GOODBYE TO AOL THAT — by Steve Nadis
It’s been more than 10 years, but today I finally cut the chord with AOL–a relationship that extends back to the early days of the Clinton era (if indeed there was a Clinton era, which may depend on what you mean by “was”). I really hadn’t been using AOL for more than a year, as I now get my email by other means, but I will miss the “content.” (That, not surprisingly, is another word I hate. Not long ago, practically everything was considered content and no one needed a special word to call attention to that fact.) I’ll miss, for example, today’s Entertainment News with headlines like “Sandra Bullock weds tattooed biker.” The article goes on to describe Bullock’s marriage to Jesse James, the founder of West Coast Choppers, who claims to be a distant relative of his even more famous namesake. “The pair arrived in a red monster truck with James driving,” the article recounts.

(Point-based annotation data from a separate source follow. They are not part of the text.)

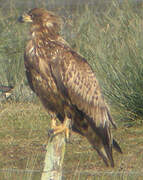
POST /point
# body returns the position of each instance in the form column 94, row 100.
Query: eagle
column 66, row 84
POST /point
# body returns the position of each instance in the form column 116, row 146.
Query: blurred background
column 109, row 34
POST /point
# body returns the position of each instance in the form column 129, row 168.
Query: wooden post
column 54, row 158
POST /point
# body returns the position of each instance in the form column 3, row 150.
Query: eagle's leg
column 64, row 127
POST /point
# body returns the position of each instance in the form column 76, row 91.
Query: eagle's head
column 42, row 17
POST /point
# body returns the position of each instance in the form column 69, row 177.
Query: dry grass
column 23, row 133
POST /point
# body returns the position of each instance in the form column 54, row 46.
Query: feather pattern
column 66, row 84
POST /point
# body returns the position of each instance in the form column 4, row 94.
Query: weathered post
column 54, row 157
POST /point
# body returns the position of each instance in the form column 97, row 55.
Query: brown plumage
column 66, row 84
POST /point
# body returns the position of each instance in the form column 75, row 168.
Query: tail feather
column 116, row 146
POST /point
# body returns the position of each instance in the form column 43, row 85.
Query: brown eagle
column 66, row 84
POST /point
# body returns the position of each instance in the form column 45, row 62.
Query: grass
column 23, row 133
column 110, row 37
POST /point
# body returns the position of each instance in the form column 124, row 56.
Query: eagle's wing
column 77, row 81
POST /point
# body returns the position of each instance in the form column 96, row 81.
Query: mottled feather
column 65, row 82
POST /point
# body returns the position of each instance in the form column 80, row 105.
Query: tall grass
column 112, row 43
column 110, row 37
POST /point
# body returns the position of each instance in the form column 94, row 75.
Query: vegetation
column 109, row 35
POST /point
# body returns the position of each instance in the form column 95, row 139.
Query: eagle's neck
column 43, row 33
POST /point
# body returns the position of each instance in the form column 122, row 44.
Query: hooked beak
column 25, row 18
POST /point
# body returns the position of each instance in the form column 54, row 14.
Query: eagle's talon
column 51, row 132
column 68, row 141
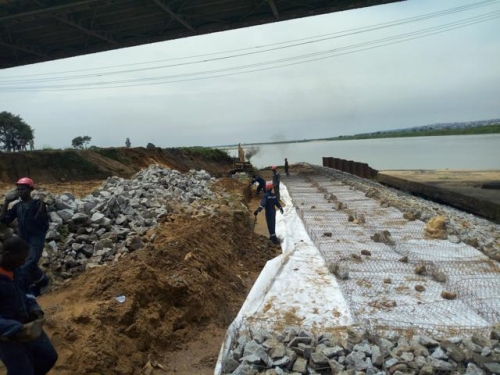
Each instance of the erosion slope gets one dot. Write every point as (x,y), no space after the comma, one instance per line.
(49,166)
(180,292)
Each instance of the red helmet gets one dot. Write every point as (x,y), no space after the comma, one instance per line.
(26,181)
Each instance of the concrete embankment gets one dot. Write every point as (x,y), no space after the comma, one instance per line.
(474,191)
(398,279)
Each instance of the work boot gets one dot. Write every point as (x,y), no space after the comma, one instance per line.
(274,239)
(40,287)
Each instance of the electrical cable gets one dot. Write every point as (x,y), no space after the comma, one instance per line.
(296,43)
(279,62)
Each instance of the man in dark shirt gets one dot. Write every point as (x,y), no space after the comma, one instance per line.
(268,203)
(260,181)
(32,218)
(276,182)
(24,346)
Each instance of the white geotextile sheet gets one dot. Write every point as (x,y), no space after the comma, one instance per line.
(294,288)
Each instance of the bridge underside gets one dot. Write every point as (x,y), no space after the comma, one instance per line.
(33,31)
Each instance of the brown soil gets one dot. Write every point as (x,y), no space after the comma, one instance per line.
(181,292)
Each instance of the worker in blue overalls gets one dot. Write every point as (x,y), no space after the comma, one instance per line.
(260,181)
(268,203)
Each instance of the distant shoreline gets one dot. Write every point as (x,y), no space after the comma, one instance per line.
(485,129)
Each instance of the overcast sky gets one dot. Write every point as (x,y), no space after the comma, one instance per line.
(356,84)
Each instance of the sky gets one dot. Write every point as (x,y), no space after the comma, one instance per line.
(391,66)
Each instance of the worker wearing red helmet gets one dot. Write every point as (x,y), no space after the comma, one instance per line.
(276,182)
(33,223)
(269,202)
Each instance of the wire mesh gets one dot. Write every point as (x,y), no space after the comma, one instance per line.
(397,284)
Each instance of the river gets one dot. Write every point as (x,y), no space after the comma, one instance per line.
(480,152)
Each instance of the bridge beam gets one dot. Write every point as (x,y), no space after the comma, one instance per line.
(173,15)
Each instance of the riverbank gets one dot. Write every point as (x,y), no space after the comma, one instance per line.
(467,190)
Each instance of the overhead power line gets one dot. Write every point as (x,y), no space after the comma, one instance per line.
(253,50)
(272,64)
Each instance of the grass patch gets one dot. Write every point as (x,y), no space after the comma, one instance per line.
(207,153)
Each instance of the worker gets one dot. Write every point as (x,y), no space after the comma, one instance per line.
(24,346)
(33,221)
(269,202)
(276,182)
(241,153)
(260,181)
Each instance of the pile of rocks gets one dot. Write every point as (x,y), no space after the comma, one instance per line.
(354,351)
(114,220)
(459,226)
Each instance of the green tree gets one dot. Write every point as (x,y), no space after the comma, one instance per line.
(81,142)
(13,127)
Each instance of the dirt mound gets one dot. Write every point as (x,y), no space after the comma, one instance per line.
(83,165)
(180,291)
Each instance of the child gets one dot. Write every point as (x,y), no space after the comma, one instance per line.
(31,215)
(25,349)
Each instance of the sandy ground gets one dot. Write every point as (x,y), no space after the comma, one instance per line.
(182,291)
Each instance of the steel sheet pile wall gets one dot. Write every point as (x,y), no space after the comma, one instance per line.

William Shatner and Metallica lead singer James Hetfield attended the event, it continues, though I’m not sure whether the “event” in question pertains to the wedding or the red monster truck exhibition. But the point is, that’s why I’ll miss AOL. For all the trashy, shallow news I try to avoid by listening to NPR.
Well, goodbye, old friend. Please don’t let any old slob use my screen name. And as for my password, that’s going to stay our little secret, right?
Posted by in 05:27:38
Hey Snake, way to go! Keep up the good work! Don’t let that nammering nabob of negativity Burt get you down! You’re practically back in top form, despite a few setbacks of late, and if you play your cards right (and don’t overplay your hand, but don’t, on the other hand, play too meekly or too predictably), you just might be headed for that comeback you always dream of.
Thank you, Snake. I found that pep talk most inspiring.
Hey, I thought this space was for OTHER people to comment. What do you have going there–a one-man show?
If a man can’t speak his own mind here, in his own blog, whenever he feels like it, where can he?
Am I Snake too?
We are all Snake.
Thank you guys. That sounds like the highest form of flattery, assuming I understand what the hell you are saying. (Doubtful.)